Create an Encrypted Bootable Flashdrive

Information security is becoming increasingly important, but why pay extra for a flash drive with built-in encryption when you can quickly and easily do it yourself using free, open source tools.

This tutorial will show you how to use Ubuntu 9.10 and some of the utilities it ships with to create a bootable USB flash drive with an encrypted partition. The encrypted partition will be directly accessible through any Linux machine with dmcrypt installed or through it's own bootable copy of Ubuntu Linux so if there isn't a Linux machine available you can just boot from the drive an access your data securly.

Before you begin you will need:

• A flash drive with a capacity of at least 2GB (this tutorial uses an 8GB drive. Adjust accordingly for your drive size)
• A computer running Ubuntu 9.10
• A copy of the Ubuntu 9.10 32-bit desktop edition iso file
• GParted installed on your Ubuntu machine

Step 1: Delete all data from the flash drive

This may seem a bit paranoid, but you want to make sure all data that has been stored on the drive is wiped clean. This command will overwrite the entire drive with zeros. Replace /dev/sdx with the actual location of your flash drive. BE VERY CAREFUL using this command. If you point it at the wrong drive (like say, the drive with your /boot partition or /home partition) it will irreversibly destroy all data on the drive starting with the MBR.

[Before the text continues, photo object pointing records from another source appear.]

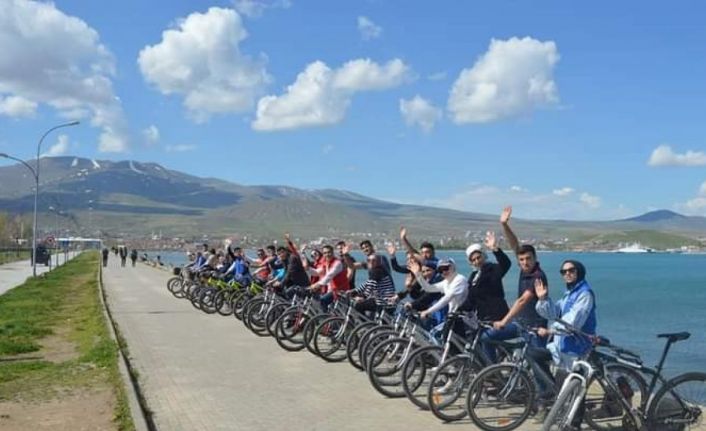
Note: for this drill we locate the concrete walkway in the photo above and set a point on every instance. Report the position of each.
(208, 372)
(16, 273)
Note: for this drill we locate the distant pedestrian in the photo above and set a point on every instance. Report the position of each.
(123, 255)
(106, 253)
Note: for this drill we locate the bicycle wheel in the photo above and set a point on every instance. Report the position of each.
(251, 307)
(449, 386)
(386, 363)
(273, 314)
(194, 296)
(310, 329)
(378, 333)
(289, 329)
(417, 373)
(206, 300)
(330, 339)
(222, 302)
(354, 343)
(679, 405)
(604, 411)
(238, 303)
(256, 317)
(557, 419)
(174, 285)
(501, 397)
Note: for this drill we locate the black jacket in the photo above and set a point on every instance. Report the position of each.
(295, 273)
(486, 294)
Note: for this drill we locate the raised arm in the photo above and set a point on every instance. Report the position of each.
(290, 244)
(391, 250)
(509, 234)
(348, 259)
(492, 244)
(410, 248)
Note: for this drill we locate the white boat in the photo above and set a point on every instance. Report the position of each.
(634, 248)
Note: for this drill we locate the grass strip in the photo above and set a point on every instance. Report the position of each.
(63, 304)
(14, 256)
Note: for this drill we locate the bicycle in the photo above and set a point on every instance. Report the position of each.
(677, 405)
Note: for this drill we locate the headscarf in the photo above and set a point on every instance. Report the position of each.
(580, 272)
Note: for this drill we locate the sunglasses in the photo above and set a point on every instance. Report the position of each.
(567, 271)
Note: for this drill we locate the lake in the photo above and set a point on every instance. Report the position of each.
(637, 296)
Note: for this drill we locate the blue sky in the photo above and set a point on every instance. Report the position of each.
(574, 110)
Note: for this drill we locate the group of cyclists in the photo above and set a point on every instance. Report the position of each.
(433, 287)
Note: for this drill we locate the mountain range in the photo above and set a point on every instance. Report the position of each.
(134, 199)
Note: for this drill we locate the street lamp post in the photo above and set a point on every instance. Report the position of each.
(35, 173)
(57, 234)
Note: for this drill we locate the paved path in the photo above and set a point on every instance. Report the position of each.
(16, 273)
(208, 372)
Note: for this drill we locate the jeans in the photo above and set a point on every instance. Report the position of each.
(541, 358)
(326, 300)
(509, 331)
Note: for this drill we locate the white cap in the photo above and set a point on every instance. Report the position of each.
(473, 248)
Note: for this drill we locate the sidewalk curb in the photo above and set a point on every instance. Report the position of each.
(136, 400)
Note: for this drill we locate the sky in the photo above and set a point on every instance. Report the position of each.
(564, 110)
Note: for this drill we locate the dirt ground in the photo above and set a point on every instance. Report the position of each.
(90, 410)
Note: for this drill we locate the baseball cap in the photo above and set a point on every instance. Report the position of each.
(445, 261)
(473, 248)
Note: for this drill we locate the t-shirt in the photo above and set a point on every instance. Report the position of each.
(528, 315)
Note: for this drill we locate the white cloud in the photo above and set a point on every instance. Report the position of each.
(368, 29)
(438, 76)
(563, 191)
(320, 96)
(56, 59)
(664, 156)
(486, 198)
(696, 205)
(513, 77)
(366, 75)
(179, 148)
(17, 106)
(201, 60)
(151, 135)
(255, 8)
(420, 112)
(60, 148)
(590, 200)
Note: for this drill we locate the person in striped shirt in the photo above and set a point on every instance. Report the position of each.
(377, 290)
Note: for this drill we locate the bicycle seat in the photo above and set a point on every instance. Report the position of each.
(674, 337)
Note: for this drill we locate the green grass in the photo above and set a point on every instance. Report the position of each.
(648, 238)
(13, 256)
(65, 302)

Let it run until it's complete (this will take a while on larger drives)

Step 2: Partition the drive with GParted

Create a 4GB partition formatted vfat at the beginning of the drive and click Apply Changes

Step 3: Create an encrypted partition using Disk Utility (System->Administration->Disk Utility)

Select the free space on your flash drive
Set a label (optional but recommended)
Select ext4 as the filesystem
Check the encrypt underlying device box
Click create
Set your passphrase
Click create

Step 4: Install Ubuntu on the flashdrive

Open the USB Startup Disk Creator (System->Administration->USB Startup Disk Creator)
Select your iso file under source disk image
Select the fat partition you created in Step 2
Set Stored in reserved extra space to the maximum allowed
Click Make startup disk (again, this will take a while on larger drives)

Step 5: Boot from the flash drive and finalize your install

Mount the encrypted drive by clicking Places->4.1GB Media
Enter your password to unlock the drive. Make sure to never select Remember Forever . We installed a persistent filesystem on the flash drive so it will save files, settings and passwords to the drive and remember them between boots.

The first time you mount it the system may refuse to open the drive. If this is the case open a terminal and enter the command:

sudo chown ubuntu:ubuntu /media/data

Where data is the label you used for your encrypted partition in step 3
Reboot the system

Now you can carry sensitive data around with you and relax knowing it is easily accessible and totally secure. (you did use a strong password, right?)